IU residency program aims to address tri-state doctor shortage
EVANSVILLE, Ind. (WFIE) - A program with Indiana University aims to address a shortage of doctors in southwest Indiana.
When a medical student completes medical school, they move on to residency, where they continue learning while gaining hands-on experience. The goal of the Southwest Indiana Internal Medicine Residency Program is to have more prospective doctors have their residency in this part of the state.
Dr. Neil Corbett is a third-year medical resident at Ascension St. Vincent. He says it can be an adjustment when transitioning from medical school to your residency.
“We’re starting to bridge the boundaries between doing this full-time and what you’ve been used to in medical school,” said Dr. Corbett.
Dr. Corbett is part of a program connecting Indiana University School of Medicine graduates with residencies in southwest Indiana, an area which needs the help.
“We are underserved,” said St. Vincent Faculty Resident Practice Site Director Dr. Karl Sash. “We don’t have enough physicians in this region and this program is going to help create the hospitalists and the specialists of the future for this region.”
Program officials say the state recognized the shortage of doctors in southwest Indiana a few years ago, and saw many internal medicine physicians were at retiring age or about to retire. They say the state decided to target medical education as a way to fix the problem, since about 70% of residents stay where they were trained.
Officials say they’ve created an environment with traits from academic centers in big cities and community programs with a close-knit feel.
“We ended up creating an academic program, a heavily academic program in a community environment; kind of merging the good qualities of both of those models,” said Internal Medicine Residency Program Director Dr. Adrian Singson. “And I like to think we’ve had astounding success.”

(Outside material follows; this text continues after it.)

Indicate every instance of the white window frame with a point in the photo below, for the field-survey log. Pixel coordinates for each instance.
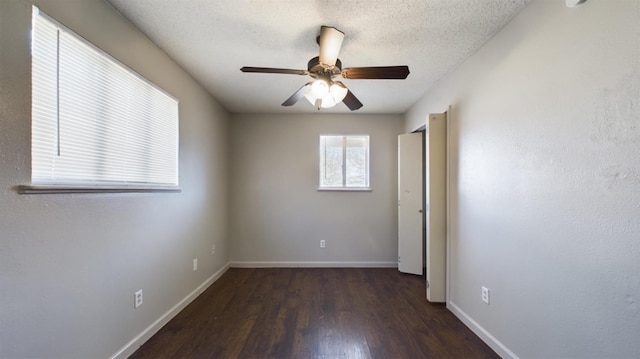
(123, 137)
(322, 160)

The Indiana University School of Medicine announced they accepted 24 newly-minted doctors into the program, and they should arrive to begin their residencies in a few months.
Dr. Corbett says he can see his patients’ appreciation to have him here.
“It’s a good feeling,” said Dr. Corbett. “It’s a really great feeling to know your patients are happy to have you available.”
Program officials say several of the people they’ll graduate from the program on June 30th will stay on as physicians in the tri-state.